More than half a century as a lawyer has convinced Peter Billings Sr. of something the general public has long believed: There are too many lawyers.
Three of Billings' four sons and all four of his daughters-in-law are attorneys.Though he's proud of his family, Billings questions the benefit of an abundance of attorneys.
"I don't think having so many lawyers improves things," he said. Billings is particularly dismayed by the mean-spiritedness displayed by today's lawyers.
"We all knew each other. We all treated each other as friends and gentlemen. They don't do that anymore. It's very disturbing, I think."
Billings' own career has proved him to be just the sort of attorney he thinks society lacks - one that roars like a lawyer but always behaves like a gentleman.
"He's a gentleman. There's no question about it," said former Gov. Cal Rampton. "I've never seen him do a crude or a vulgar thing."
Though Billings may have always behaved like a gentleman, he hasn't always wanted to be a lawyer.
As a student at the University of Utah he had plans to go into journalism. His senior year, a caption under his photo in the Utonian, the school's yearbook, read, "Pete plans to be editor of Time."
Billings decided not to go into journalism after he failed to be appointed editor-in-chief of the Daily Chronicle his senior year.
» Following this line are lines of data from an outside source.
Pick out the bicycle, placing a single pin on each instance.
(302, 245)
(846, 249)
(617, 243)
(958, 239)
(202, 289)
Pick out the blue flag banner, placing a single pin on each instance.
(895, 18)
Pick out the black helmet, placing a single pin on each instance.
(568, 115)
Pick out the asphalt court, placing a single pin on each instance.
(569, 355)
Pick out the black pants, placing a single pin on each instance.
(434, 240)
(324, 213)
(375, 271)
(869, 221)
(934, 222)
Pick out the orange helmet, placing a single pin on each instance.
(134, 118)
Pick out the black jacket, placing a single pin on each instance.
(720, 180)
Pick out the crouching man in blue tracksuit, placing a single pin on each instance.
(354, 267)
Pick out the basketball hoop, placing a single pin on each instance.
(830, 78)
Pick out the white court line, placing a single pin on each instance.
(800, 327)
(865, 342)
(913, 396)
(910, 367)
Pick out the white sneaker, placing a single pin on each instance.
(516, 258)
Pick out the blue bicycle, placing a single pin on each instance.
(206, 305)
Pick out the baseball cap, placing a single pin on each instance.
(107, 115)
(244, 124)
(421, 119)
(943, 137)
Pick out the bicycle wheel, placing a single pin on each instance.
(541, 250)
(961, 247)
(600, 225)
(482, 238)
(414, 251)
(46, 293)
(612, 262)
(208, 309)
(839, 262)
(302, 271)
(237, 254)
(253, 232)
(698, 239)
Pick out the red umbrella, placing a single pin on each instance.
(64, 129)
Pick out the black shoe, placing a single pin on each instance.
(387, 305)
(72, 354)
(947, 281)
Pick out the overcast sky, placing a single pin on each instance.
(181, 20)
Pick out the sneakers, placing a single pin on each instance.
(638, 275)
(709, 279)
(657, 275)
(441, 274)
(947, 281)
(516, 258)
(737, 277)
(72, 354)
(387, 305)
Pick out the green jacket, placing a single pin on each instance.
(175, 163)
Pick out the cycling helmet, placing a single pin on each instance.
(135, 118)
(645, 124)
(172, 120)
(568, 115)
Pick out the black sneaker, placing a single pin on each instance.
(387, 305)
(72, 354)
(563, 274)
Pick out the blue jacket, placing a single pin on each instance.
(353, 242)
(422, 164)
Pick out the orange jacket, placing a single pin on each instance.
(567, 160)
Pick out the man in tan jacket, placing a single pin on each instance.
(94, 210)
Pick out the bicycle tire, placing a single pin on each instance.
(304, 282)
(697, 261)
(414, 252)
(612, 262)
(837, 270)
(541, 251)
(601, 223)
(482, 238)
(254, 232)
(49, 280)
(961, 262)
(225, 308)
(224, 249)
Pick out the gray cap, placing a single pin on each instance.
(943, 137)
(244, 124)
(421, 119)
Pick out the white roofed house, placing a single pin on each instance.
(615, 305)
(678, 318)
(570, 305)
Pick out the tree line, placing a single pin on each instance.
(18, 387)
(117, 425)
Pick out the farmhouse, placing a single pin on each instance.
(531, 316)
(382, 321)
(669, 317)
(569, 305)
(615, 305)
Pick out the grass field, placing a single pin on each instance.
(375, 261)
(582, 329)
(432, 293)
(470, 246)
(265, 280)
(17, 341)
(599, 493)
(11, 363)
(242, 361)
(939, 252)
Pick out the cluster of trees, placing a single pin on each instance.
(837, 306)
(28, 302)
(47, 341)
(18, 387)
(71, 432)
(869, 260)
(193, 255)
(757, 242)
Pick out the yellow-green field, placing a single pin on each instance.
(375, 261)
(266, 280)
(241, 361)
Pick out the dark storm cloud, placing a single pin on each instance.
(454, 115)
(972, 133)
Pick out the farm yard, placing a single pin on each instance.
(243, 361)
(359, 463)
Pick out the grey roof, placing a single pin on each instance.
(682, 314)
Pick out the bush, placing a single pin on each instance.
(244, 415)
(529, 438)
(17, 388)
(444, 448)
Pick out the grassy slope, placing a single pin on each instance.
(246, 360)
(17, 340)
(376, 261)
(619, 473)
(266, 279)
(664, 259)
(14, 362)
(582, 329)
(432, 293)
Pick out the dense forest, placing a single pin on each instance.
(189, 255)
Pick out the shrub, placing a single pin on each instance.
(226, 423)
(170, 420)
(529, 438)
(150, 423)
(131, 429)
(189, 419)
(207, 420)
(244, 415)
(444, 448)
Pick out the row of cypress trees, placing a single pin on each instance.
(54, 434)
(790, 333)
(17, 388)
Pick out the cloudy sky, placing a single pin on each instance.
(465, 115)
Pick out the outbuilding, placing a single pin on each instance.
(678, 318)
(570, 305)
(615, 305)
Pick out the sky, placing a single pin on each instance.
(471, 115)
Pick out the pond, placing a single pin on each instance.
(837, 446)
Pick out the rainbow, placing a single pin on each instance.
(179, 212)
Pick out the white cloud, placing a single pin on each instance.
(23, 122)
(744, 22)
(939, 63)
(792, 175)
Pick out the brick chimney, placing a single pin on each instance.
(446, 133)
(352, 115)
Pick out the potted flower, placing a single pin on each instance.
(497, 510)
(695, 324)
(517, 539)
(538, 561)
Instead, he entered Harvard Law School in 1938. He graduated in 1941, worked for a few months in a law firm in San Francisco and then the war broke out.
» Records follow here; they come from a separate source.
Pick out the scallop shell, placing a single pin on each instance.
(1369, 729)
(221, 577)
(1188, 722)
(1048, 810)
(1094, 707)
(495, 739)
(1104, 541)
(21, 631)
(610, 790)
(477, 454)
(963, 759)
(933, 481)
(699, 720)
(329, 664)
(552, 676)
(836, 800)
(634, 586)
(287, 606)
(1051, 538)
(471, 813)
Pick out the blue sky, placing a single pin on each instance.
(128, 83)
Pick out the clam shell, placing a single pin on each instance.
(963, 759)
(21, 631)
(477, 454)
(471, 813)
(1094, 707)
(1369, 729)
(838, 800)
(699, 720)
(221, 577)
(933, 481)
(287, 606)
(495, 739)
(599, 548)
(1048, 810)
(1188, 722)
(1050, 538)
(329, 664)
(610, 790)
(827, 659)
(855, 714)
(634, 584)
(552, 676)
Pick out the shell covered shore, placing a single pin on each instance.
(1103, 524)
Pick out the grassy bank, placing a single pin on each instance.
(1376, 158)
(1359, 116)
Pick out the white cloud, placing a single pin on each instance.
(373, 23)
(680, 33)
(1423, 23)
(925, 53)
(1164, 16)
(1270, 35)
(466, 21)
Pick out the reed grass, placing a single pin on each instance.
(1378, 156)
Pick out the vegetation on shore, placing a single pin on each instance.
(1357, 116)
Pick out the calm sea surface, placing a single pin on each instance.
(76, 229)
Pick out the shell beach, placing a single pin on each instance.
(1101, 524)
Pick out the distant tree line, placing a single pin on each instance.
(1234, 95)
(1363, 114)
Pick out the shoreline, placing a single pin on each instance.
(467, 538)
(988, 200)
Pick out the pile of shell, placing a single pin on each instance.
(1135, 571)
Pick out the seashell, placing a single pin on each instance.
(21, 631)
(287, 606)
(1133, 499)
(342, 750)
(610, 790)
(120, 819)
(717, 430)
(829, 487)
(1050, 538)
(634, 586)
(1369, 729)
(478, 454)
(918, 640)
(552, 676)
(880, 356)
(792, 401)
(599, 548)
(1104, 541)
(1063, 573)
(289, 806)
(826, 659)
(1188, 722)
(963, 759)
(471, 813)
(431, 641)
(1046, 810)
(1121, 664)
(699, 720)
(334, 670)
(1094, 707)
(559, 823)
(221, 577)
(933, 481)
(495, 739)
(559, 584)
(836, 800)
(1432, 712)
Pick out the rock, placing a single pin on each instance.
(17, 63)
He quit his job to work in the Pentagon as chief of the legal division in the office of transportation.
After the war, he returned to Salt Lake City and joined the law firm of Fabian and Clendenin.
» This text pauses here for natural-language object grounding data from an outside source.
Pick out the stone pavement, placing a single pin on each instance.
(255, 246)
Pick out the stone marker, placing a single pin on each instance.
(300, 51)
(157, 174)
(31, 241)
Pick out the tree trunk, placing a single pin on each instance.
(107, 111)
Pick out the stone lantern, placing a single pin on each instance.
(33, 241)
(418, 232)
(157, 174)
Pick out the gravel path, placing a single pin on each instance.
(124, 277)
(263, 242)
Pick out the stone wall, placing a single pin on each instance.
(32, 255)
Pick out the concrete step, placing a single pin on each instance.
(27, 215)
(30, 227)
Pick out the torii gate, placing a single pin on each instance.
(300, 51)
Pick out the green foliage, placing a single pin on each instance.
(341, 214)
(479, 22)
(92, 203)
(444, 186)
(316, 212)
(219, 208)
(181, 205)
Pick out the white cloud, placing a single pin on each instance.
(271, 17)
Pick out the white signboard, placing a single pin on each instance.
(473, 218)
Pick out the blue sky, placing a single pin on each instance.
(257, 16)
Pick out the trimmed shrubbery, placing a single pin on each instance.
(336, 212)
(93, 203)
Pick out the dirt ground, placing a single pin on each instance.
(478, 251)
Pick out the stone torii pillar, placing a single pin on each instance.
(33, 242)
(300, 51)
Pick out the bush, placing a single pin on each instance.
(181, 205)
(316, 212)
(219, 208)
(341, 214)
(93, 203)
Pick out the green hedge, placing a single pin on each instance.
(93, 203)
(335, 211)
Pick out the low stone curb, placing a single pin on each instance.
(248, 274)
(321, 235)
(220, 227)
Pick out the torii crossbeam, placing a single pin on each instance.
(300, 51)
"He stands apart from many attorneys," said Diane Abeg-glen, regional vice president of the American Arbitration Association. "He's more concerned about finding a fair resolution than dragging disputes out."
This fierce concern for his clients has guided Billings through a remarkable career.
He helped draft the bill that formed the state's Board of Regents. And then-Gov. Rampton appointed him as the first chairman of that organization.
Billings, who specialized in antitrust and banking laws, served as the director of four Utah banks, served as general counsel for the Utah Banking Association for more than 20 years and represented the Utah commissioner of financial institutions.
He opened the Utah office of the American Arbitration Association, has been a member of the Board of Trustees of Westminster College, president of the Utah Association of Mental Health and a member of the board of Family Services Society and the Utah Health Association.
In the past year, many of these organizations have held banquets in his honor.
"They are all trying to take care of me before I die," said Billings, who has terminal cancer in his neck.
"Last winter they told me I only had 30 days to live," he said, sitting in his office at Fabian and Clendenin. The cancer has deformed his right cheek and sometimes makes it difficult for him to hear.
"We're all proud of the way he's handled his medical problem. He's handled it courageously and tried to put other people at ease," said Rampton.
Everyone has something nice to say about Billings, but one of Billings' favorite compliments came in 1957, the first time he argued before the U.S. Supreme Court.
Afterward, Justice Felix Frankfurter penned a note to another justice, "This young Billings made a noise like a lawyer. So I looked him up and he's Harvard, of course."